The Korail Class 371000 trains are commuter electric multiple units in South Korea used on the Gyeonggang Line.

== Technical details ==
=== Electrical parts ===
All trains use IGBT controls and use passive cooling with a heat pipe. The trains are also equipped with regenerative braking, reducing energy consumption and simplifying train inspection, and they use electric door motors.

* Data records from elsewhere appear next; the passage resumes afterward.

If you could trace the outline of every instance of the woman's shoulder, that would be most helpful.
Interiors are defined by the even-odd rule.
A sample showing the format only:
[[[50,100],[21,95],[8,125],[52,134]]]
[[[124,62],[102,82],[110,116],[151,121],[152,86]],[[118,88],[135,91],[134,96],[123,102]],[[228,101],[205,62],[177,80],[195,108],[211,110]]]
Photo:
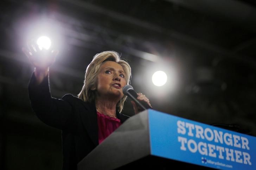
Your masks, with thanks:
[[[90,105],[91,104],[90,103],[88,102],[85,102],[71,94],[66,94],[63,96],[61,99],[71,103],[81,103],[85,105]]]

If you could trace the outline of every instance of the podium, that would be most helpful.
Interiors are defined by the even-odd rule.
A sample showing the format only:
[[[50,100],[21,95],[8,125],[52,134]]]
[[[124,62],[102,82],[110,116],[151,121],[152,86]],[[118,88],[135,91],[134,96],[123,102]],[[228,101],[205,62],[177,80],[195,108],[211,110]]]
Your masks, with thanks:
[[[256,144],[252,136],[149,109],[127,120],[77,168],[256,169]]]

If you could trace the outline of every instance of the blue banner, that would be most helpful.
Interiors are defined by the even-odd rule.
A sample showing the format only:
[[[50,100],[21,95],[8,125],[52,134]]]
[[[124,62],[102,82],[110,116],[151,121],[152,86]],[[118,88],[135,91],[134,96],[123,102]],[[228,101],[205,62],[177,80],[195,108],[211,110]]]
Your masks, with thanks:
[[[256,137],[148,110],[152,154],[223,170],[256,170]]]

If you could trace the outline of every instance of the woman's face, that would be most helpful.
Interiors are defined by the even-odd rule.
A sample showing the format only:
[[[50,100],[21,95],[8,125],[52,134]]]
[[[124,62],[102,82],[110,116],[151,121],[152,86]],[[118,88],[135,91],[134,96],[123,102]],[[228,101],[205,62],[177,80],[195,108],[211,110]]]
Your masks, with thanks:
[[[101,65],[97,76],[97,92],[100,97],[113,97],[120,100],[123,96],[122,88],[126,84],[122,67],[114,61]]]

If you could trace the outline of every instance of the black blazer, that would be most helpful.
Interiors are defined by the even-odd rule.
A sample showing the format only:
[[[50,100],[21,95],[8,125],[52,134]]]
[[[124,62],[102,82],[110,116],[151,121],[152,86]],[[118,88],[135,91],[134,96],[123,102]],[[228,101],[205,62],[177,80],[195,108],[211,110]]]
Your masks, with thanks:
[[[70,94],[61,99],[52,97],[49,78],[37,85],[34,73],[28,94],[32,108],[39,119],[62,130],[62,169],[77,169],[77,163],[99,144],[95,102],[84,102]],[[122,123],[129,117],[117,111],[116,115]]]

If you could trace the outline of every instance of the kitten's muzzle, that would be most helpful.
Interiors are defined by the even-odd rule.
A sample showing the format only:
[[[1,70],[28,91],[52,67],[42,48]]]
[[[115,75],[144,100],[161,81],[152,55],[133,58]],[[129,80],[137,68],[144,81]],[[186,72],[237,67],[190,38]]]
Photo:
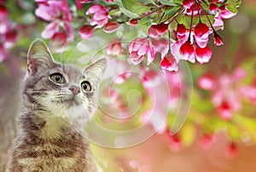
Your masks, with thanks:
[[[73,92],[73,95],[78,95],[81,91],[79,87],[74,85],[71,86],[68,89]]]

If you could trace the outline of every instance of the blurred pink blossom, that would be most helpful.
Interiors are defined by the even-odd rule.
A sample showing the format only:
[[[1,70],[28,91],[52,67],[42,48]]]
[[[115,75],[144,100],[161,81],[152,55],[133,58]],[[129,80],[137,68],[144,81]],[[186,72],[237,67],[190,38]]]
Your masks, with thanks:
[[[150,45],[149,40],[145,38],[137,37],[131,41],[128,47],[129,56],[128,62],[132,65],[137,65],[148,55],[148,65],[149,65],[154,59],[154,49]]]
[[[79,29],[79,33],[82,39],[89,39],[93,35],[93,27],[90,26],[84,26]]]
[[[106,25],[109,18],[108,9],[99,4],[90,6],[85,14],[93,14],[90,23],[96,27],[102,27]]]
[[[184,60],[189,60],[192,63],[195,62],[195,47],[189,41],[187,41],[183,44],[182,44],[179,51],[180,54],[183,55]]]
[[[212,57],[212,49],[206,46],[204,48],[195,47],[195,59],[201,64],[207,63]]]
[[[205,48],[209,41],[209,27],[204,23],[198,23],[194,29],[195,39],[200,48]]]
[[[168,29],[168,25],[160,23],[158,25],[151,25],[148,30],[148,35],[153,38],[159,37],[163,35]]]
[[[217,85],[217,81],[214,75],[206,73],[197,79],[197,85],[206,90],[213,90]]]
[[[105,25],[103,31],[107,33],[112,33],[116,30],[118,30],[119,27],[119,24],[118,22],[111,21]]]
[[[116,40],[111,41],[111,43],[107,46],[107,54],[112,55],[120,55],[123,52],[122,44],[120,42]]]
[[[48,0],[44,2],[38,2],[38,7],[35,11],[38,17],[49,21],[41,34],[42,37],[45,39],[51,38],[55,33],[61,32],[60,27],[61,27],[67,35],[67,40],[72,41],[74,33],[70,24],[72,14],[69,10],[67,1]]]

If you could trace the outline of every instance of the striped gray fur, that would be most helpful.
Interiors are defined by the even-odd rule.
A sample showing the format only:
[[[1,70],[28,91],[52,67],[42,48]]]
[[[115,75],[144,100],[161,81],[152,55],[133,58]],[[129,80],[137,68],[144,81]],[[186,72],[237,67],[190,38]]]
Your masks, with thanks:
[[[82,128],[96,110],[96,91],[105,70],[100,60],[84,72],[55,62],[44,41],[29,49],[22,85],[18,135],[13,143],[7,171],[98,171]],[[50,76],[61,73],[63,83]],[[89,82],[91,90],[82,90]],[[79,88],[74,92],[71,88]]]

All trains use LED headlights. There is a third headlight in the same compartment that houses the train run number and destination sign.

=== Cabin ===
The Class 371000 trains share the same cabin design with the 2016 batch of the 3rd generation Class 311000 trains (trains 311-95~311-99). Stop notifiers are installed, as are TGIS color displays. Dead section notifiers are also installed.

== Formation ==
The Class 371000 trains are organized in the following formation:
TC-M'-M'-TC

The symbols are defined below.
- M' car: Pantograph, main transformer, controller, motor
- TC car: Secondary power device, air compressor, battery, cabin

The cars of each train are numbered to correspond to the type of car each car is:
3710XX - Tc (SIV, air compressor, battery)
3711XX - M' (pantograph, transformer, inverter)
3712XX - M' (pantograph, transformer, inverter)
3719XX - Tc (SIV, air compressor, battery)

== Depot ==
The Class 371000 trains are stored at the Bubal train depot.

== Trains ==
The Class 371000 trains are numbered 371-01~371-12. Delivery of the trains began on February 19, 2016, and continued until August 19, 2016.